A felicidade é um prato descomplicado de fazer. É verdade que leva muitos ingredientes, pode custar caro, admite variações, às vezes demora, muita gente jura que o inventou, mas cada um de nós possui talento inato para alcançar as três estrelas do Michelin. É fácil.

Adicione sempre um pouco de desejo à receita. Sem desejo, o prato perde a atração. Preocupações exageradas põem tudo a perder. Cultura e conhecimento podem ser usados à vontade, senão não se aproveita todo o paladar. A Lua deve entrar no tempero, para o cheiro subir ao espaço. A natureza também, para se apurar o gosto da vida. Nada como polvilhar sobre o molho o canto do sabiá ou do pintassilgo, como preferir. Providência simples, que acrescenta doçura. Poesia também entra no preparo. Substitui o sal, quando vem das entranhas.

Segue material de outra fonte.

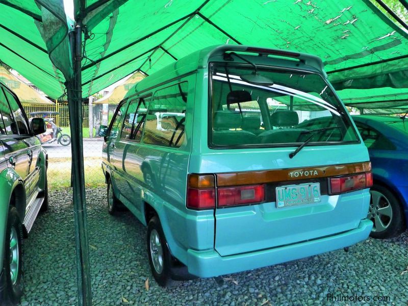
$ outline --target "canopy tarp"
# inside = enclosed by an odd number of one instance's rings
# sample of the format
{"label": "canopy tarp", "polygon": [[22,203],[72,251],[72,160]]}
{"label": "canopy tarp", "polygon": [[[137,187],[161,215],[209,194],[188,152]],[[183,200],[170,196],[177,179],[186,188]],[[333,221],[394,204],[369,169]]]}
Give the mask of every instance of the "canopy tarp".
{"label": "canopy tarp", "polygon": [[21,103],[54,104],[37,90],[13,75],[11,72],[1,65],[0,65],[0,82],[13,90]]}
{"label": "canopy tarp", "polygon": [[128,93],[128,91],[145,76],[140,72],[135,72],[123,84],[115,87],[110,93],[93,102],[93,104],[119,104]]}
{"label": "canopy tarp", "polygon": [[84,97],[223,43],[316,55],[338,89],[408,88],[408,35],[369,0],[74,1],[89,38]]}
{"label": "canopy tarp", "polygon": [[0,62],[52,98],[72,76],[67,33],[62,0],[0,0]]}

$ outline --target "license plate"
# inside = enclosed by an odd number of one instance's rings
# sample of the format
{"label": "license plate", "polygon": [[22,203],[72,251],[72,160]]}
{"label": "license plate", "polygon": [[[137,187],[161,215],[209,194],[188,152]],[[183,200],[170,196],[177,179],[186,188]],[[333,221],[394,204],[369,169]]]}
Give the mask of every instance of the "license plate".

A base, no entanto, continua você mesmo, suas escolhas, suas preferências. Você decide o que usar e, ao servir-se, será o supremo juiz. Chame os amigos e os parentes para ajudá-lo na cozinha. Eles realçam as delícias da sua receita.

Importante: não se esqueça do ponto. Retire do fogo na hora certa. Tem ente que esperou tanto o prato ficar pronto que morreu antes. Com fome.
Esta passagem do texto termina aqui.